After all, the economy is doing well, with a hot labor market, slowing albeit still elevated inflation, and strong economic growth in 2023. And the Fed is well-placed from a macroeconomic policy standpoint to be absolutely sure that inflation is down for good.

“We don’t need to be in a hurry to cut,” Powell said at the Macroeconomics and Monetary Policy Conference at the Federal Reserve Bank of San Francisco.

“It means we can wait and become more confident that, in fact, inflation is coming down to 2% on a sustainable basis,” he said.

For Powell and other central bankers, “confidence” is a key term: The Fed and the Federal Open Market Committee are waiting to be really, really sure that annual inflation will drop to the central bank’s target of 2% before making any moves to lower interest rates.

“The decision to begin to reduce rates is a very, very important one because the risks are two-sided,” Powell said. “If we reduce rates too soon, there’s a chance that inflation would pop back and we’d have to come back in, and that would be very disruptive.
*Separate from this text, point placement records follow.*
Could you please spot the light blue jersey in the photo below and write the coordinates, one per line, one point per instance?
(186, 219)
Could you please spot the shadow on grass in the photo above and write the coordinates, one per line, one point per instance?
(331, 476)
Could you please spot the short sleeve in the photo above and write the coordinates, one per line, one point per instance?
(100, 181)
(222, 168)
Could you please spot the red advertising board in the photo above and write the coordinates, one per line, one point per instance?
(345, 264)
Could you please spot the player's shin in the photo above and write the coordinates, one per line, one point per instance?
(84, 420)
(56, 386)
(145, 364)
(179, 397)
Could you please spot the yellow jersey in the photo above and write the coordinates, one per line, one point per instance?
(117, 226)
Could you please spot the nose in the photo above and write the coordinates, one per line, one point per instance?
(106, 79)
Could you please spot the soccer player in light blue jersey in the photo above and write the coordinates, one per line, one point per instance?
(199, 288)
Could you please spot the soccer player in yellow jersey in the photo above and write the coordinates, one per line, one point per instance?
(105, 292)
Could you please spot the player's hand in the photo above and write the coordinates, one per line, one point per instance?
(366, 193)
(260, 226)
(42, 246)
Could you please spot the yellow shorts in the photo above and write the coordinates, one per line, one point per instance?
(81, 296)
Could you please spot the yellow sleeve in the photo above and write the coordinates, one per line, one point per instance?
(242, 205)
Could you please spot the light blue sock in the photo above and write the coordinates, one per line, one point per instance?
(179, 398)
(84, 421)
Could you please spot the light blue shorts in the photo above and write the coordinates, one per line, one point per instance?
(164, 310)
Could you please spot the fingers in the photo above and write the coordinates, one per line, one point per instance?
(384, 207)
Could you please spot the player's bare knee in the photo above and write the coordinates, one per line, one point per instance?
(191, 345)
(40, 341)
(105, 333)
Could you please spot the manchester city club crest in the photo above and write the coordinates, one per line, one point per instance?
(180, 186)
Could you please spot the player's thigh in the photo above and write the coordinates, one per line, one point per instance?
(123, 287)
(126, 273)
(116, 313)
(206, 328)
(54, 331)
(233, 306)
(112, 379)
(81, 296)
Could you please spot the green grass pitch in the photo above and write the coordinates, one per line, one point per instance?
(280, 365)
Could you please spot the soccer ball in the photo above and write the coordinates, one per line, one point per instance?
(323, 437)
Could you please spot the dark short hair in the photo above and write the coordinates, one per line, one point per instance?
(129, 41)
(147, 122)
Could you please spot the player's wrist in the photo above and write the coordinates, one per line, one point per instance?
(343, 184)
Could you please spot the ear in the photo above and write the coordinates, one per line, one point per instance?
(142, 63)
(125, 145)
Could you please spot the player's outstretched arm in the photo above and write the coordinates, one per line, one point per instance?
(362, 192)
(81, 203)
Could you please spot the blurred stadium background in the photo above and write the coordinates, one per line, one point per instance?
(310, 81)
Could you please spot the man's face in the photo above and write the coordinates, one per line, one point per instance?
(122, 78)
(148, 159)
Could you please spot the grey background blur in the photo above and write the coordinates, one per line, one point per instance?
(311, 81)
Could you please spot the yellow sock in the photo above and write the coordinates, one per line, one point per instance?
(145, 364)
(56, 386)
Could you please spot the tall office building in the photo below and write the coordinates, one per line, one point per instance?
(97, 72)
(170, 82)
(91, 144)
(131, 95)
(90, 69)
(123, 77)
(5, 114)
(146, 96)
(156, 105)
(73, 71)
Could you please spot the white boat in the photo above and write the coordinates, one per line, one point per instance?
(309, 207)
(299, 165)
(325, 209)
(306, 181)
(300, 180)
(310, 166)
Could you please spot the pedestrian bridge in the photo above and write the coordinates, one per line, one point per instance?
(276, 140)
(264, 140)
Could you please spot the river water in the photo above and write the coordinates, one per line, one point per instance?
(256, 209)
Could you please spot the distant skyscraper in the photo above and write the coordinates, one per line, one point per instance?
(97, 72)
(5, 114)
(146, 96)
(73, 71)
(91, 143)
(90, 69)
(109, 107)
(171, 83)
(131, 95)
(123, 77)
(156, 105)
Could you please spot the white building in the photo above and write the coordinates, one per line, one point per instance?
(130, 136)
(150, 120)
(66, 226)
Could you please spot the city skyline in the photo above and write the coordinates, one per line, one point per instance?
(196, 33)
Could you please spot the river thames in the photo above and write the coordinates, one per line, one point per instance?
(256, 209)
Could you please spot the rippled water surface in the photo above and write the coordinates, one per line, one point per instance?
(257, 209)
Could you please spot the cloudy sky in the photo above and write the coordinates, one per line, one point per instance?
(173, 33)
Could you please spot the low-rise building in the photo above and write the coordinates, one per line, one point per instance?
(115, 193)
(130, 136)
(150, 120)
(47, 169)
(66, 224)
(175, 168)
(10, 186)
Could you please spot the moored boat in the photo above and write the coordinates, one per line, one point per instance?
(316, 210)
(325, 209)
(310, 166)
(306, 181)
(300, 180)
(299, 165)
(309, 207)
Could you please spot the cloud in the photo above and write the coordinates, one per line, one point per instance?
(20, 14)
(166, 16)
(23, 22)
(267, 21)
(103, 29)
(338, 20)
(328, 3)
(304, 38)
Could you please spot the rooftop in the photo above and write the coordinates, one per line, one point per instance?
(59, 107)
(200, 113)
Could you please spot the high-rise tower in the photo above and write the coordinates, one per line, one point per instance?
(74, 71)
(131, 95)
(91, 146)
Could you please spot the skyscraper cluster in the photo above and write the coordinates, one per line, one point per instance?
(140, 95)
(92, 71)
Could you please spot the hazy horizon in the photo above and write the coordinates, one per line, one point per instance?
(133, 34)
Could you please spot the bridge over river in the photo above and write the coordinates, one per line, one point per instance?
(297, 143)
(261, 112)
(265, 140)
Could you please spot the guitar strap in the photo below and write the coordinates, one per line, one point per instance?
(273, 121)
That would not be a good thing for the economy.”

Granted, the Fed chair agreed that it wouldn’t be such a terrible thing to have to reverse course after a rate cut. But, Powell said, the most important thing is “getting it right.”

An inflation indicator closely watched by the Federal Reserve, the personal consumption expenditures price index, rose 2.8% year-over-year (excluding food and energy), and inched up 0.3% from a month prior, in line with the central bank’s expectations. Those figures, released Friday, inspire confidence.
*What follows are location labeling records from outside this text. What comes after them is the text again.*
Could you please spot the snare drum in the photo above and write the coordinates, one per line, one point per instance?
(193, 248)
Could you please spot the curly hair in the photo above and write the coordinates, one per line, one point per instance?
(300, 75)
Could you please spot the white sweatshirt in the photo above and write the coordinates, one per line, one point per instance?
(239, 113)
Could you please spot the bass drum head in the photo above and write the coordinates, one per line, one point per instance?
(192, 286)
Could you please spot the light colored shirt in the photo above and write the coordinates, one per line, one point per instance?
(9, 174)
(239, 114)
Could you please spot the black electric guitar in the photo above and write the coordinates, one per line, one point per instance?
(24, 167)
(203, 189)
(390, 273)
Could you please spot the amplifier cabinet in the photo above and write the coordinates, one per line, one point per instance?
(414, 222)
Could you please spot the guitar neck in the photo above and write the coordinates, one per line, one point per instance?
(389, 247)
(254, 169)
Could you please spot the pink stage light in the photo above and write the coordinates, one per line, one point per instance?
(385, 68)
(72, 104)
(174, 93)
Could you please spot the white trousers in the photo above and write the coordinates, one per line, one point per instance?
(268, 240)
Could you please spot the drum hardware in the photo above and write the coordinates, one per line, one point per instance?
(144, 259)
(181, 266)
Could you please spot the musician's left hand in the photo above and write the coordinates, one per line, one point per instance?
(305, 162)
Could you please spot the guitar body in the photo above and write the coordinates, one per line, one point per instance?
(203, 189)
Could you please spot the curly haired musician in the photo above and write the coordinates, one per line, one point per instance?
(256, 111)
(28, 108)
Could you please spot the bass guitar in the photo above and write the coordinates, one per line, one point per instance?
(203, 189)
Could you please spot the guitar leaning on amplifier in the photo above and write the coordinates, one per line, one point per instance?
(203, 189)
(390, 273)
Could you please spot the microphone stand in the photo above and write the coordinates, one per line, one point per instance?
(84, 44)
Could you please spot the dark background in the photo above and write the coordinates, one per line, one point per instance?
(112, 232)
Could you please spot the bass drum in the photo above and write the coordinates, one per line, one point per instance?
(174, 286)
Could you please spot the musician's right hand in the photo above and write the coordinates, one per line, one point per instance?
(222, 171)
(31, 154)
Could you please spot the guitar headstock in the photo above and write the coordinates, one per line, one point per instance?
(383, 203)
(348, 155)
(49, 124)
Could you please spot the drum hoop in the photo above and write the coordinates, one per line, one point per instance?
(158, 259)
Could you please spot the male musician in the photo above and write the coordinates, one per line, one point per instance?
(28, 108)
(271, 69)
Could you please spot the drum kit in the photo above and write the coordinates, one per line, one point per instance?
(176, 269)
But economic indicators have been giving mixed signals. Annual inflation, as measured by the consumer price index, increased 3.2% in February, slightly more than expected, with shelter and gasoline prices accounting for the majority of the growth. A higher-than-anticipated inflation reading in January also cast a shadow of doubt on whether interest rate cuts were in sight.
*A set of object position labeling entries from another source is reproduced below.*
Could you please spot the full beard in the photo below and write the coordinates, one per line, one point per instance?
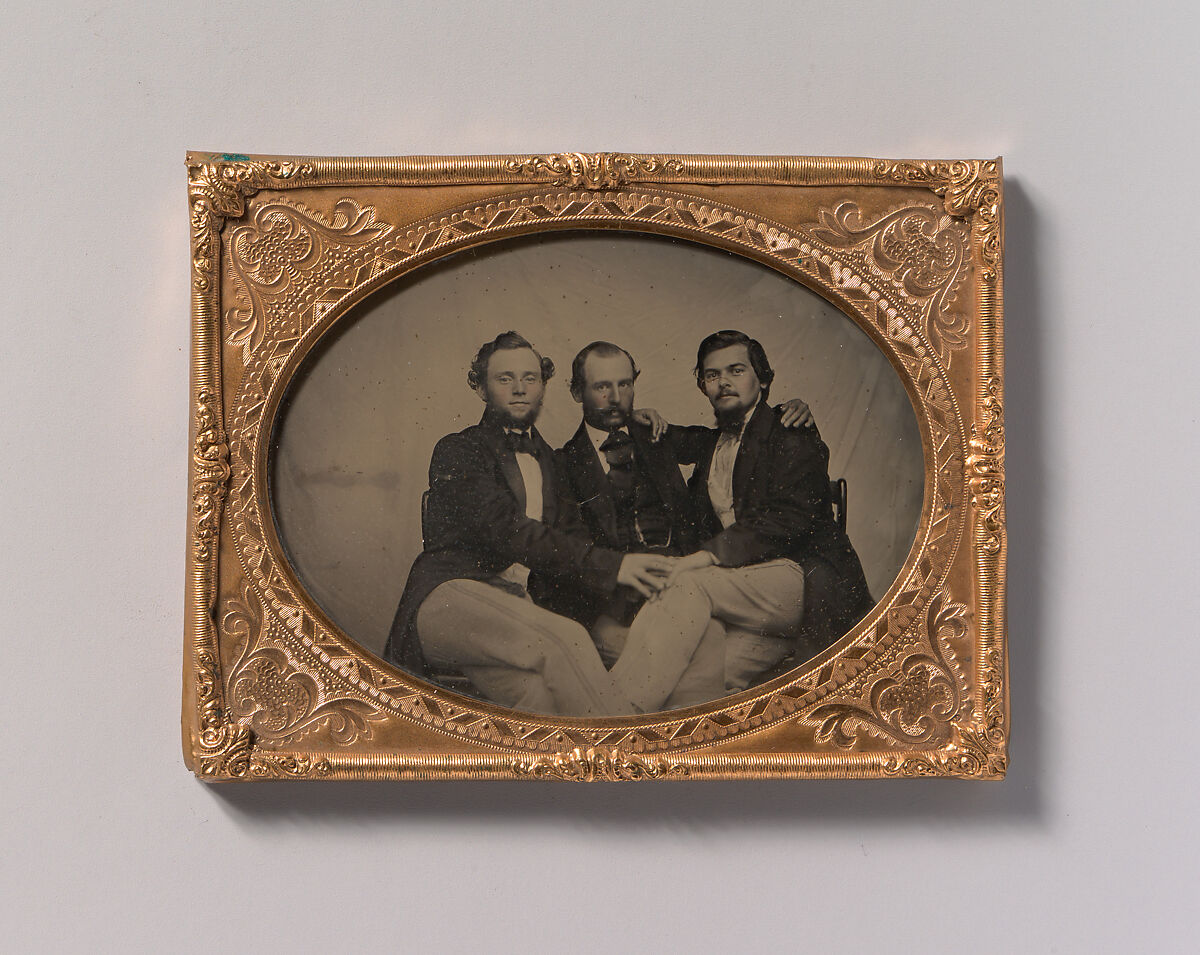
(730, 418)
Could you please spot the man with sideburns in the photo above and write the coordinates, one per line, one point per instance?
(497, 530)
(773, 565)
(633, 498)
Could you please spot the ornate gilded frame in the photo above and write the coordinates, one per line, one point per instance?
(911, 250)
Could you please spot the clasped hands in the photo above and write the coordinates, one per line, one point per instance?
(652, 574)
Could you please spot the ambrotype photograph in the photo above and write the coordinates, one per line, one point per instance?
(597, 474)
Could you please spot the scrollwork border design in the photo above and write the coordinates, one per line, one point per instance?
(227, 749)
(895, 320)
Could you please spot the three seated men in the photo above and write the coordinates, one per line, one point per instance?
(523, 551)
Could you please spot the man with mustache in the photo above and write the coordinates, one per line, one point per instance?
(497, 530)
(633, 498)
(773, 566)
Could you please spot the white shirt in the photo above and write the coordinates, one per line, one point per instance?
(531, 475)
(598, 438)
(720, 473)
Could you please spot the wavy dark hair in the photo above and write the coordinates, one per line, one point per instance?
(504, 342)
(719, 340)
(604, 349)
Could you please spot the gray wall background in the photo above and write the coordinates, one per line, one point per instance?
(389, 382)
(1091, 844)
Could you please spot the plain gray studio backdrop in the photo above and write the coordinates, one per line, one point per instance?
(390, 380)
(1090, 845)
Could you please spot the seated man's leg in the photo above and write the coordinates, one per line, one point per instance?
(763, 598)
(610, 638)
(663, 641)
(705, 677)
(749, 654)
(479, 628)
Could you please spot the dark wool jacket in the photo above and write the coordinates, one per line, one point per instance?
(784, 509)
(583, 479)
(474, 526)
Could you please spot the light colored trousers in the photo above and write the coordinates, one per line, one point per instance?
(523, 656)
(749, 611)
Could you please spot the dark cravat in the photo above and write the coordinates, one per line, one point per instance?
(521, 442)
(618, 451)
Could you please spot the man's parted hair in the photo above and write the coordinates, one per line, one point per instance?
(603, 349)
(508, 341)
(726, 338)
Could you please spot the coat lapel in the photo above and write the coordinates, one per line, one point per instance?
(666, 479)
(508, 461)
(549, 482)
(591, 482)
(748, 454)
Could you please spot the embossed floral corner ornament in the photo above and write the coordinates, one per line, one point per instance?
(910, 250)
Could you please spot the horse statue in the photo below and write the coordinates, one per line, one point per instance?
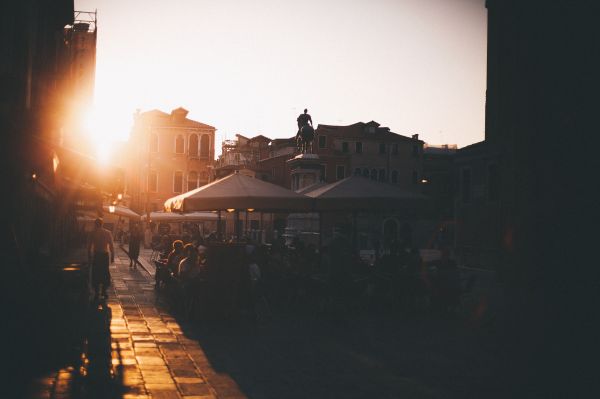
(306, 133)
(304, 139)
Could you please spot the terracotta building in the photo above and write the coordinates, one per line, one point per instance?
(370, 150)
(169, 154)
(243, 153)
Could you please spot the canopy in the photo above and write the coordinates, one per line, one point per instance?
(239, 192)
(181, 217)
(122, 211)
(362, 194)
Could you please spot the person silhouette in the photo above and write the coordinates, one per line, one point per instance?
(304, 119)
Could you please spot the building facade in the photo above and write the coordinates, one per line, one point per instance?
(369, 150)
(80, 41)
(243, 153)
(169, 155)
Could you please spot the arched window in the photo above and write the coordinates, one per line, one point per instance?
(192, 180)
(193, 145)
(179, 144)
(153, 142)
(153, 181)
(178, 182)
(205, 146)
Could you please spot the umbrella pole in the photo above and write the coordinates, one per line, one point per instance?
(261, 228)
(354, 232)
(237, 225)
(219, 225)
(320, 238)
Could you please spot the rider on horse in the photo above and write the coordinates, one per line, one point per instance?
(306, 133)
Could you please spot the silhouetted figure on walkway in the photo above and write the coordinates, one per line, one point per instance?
(135, 239)
(100, 247)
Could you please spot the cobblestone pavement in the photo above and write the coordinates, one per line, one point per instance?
(150, 357)
(150, 353)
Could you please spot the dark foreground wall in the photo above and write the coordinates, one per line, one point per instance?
(539, 114)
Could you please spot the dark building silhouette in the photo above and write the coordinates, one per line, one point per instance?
(531, 174)
(438, 181)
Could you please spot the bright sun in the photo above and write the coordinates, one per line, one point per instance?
(104, 131)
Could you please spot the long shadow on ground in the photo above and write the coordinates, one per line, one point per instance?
(365, 356)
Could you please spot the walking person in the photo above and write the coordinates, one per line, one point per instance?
(100, 247)
(135, 240)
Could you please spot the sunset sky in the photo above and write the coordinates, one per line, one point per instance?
(250, 67)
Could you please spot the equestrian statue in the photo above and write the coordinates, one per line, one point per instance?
(306, 133)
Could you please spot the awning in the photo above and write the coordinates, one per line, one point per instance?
(122, 211)
(239, 192)
(181, 217)
(362, 194)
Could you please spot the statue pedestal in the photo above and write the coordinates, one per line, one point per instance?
(305, 170)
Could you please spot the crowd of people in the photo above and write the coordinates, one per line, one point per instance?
(299, 276)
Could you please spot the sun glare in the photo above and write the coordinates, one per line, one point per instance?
(103, 131)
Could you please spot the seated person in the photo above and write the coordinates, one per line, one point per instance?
(189, 267)
(175, 256)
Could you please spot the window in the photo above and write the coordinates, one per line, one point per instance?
(493, 182)
(153, 181)
(192, 180)
(323, 172)
(340, 172)
(153, 142)
(178, 182)
(465, 187)
(193, 145)
(205, 146)
(322, 141)
(179, 144)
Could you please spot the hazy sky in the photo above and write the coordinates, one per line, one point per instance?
(250, 67)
The Federal Reserve began its interest rate hiking campaign in March 2022, as it started its crusade to wrangle post-pandemic inflation. Rates are currently sitting at a 23-year-high of between 5.25% and 5.5%, and have been left untouched for several months as the Fed continues to watch key indicators.

But it’s still forecasting three rate cuts this year. The question is, when? The central bank and its regional chiefs have given little indication as to a potential timeline for rate cuts. Some investors are pretty confident that cuts could begin in June, or summertime more broadly. But even that has been thrown into question after the hotter-than-expected readings that kicked off 2024.

Meanwhile, U.S. consumer confidence hit 79.4 points in March — a 28% annual increase and its highest level since July 2021, according to the latest University of Michigan Survey of Consumers. The survey found that the main cause of the increase was the growing belief that inflation will continue to soften.